From then on, I became really interested in how we can use technology to help our caregivers, nurses, and doctors, versus having them work for the computer. That’s where my informatics journey began — it was before informatics nursing was really a thing. It became a specialty in 1994, and so throughout my career, not only in nursing leadership but as I helped implement these tools and improve them, it became my passion to make sure our nurses and physicians have the tools they need to deliver the care. It shouldn’t get in the way, ever. That’s a lofty professional goal, but I’m on the journey, and I continue to see us get closer and closer. We’re committed to being a part of that success story at the end of the day.
Gamble: You’ve seen it firsthand, from the Etch-A-Sketch to now.
Yates: Absolutely, implementing bad software and the impact it has on patients and those trying to take care of them.
Gamble: The thing I’d like to ask is, when you see younger nurses or nurses who are taking an interest in leadership roles, is there any advice you’d offer in terms of how they can start on that path?
Yates: For me, fundamentally, it’s making sure you have some clinical experience, because nothing builds credibility faster with those you’re trying to help deliver new digital tools than someone who’s walked in those shoes.
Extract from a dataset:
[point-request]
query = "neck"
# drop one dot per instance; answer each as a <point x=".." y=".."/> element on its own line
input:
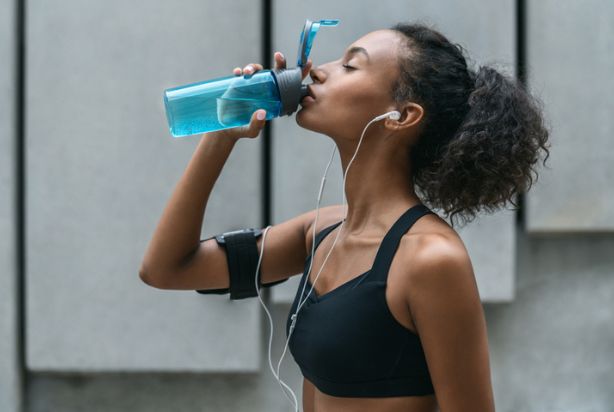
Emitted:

So it’s making sure you have a clinical frame of reference and have actually used the tools to take care of patients so that you can understand what it means. And if you’re someone who is a system thinker — and that’s the beauty of informatics — it’s all about solving problems. If you like to solve problems and learn how the tools work and you want to have an influence over those, then informatics is likely your path.
The beauty of nursing is it’s so dynamic and flexible that you can do so many different things depending on what your passion is. So it’s getting a good grounding on what it means to be a nurse practicing at the bedside using the tools or in ambulatory space. Whatever clinical specialty your heart is drawn to, let that be your foundation. And as you begin to use the tools, if you have a knack for making them work better and you’re one of those people that really gets into it, then informatics is for you.
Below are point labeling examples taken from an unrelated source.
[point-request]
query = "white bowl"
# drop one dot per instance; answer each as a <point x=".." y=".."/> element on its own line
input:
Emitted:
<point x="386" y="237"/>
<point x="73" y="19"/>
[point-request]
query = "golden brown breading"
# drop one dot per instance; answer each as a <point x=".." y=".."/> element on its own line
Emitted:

I lecture senior nursing students at our local university and I always share with them my journey and I talk about how to use the tools to demonstrate their professional practice, because at the end of the day, that’s truly what they’re accountable for. I give examples of good charting and not-so-good charting and encourage them to be a good example of what it means to use the tools correctly. It’s always fun to see the different reactions; some of them catch the bug, when they graduate, they get some clinical experience and enroll in a master’s program in informatics.
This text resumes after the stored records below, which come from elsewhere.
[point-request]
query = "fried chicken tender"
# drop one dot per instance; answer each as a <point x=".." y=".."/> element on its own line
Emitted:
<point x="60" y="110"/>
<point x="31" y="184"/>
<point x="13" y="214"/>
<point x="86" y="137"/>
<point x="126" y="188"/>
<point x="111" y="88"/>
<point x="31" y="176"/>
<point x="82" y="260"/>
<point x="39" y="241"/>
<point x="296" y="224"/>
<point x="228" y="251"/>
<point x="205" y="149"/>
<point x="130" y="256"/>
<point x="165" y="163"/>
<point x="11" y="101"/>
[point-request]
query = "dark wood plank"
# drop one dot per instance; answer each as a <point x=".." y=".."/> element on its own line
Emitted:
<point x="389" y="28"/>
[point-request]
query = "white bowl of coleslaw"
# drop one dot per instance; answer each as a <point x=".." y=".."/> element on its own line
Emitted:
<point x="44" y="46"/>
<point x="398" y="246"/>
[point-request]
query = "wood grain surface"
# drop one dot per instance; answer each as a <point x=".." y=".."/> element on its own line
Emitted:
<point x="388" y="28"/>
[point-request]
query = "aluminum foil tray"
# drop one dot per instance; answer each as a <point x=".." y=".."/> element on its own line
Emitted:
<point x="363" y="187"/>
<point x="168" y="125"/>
It’s also a good way to share what informatics is. Because, unfortunately, in most of the nursing schools, informatics is two or three pages in one of their books in leadership. And so, we have some opportunity to grow a better foundation. For nurses and physicians as well, it’s a fundamental part of how you practice, and you have to know how to use these tools. It’s imperative; it’s not an option. So the question becomes, how do we help build that into their education process so it’s not as difficult when they enter into practice?
Gamble: Right, you were a good person to address that question. Well, I think that about covers what I wanted to discuss. I want to thank you so much for your time. I really appreciate it, and I think this will be very useful.
Yates: You bet, thank you for your time.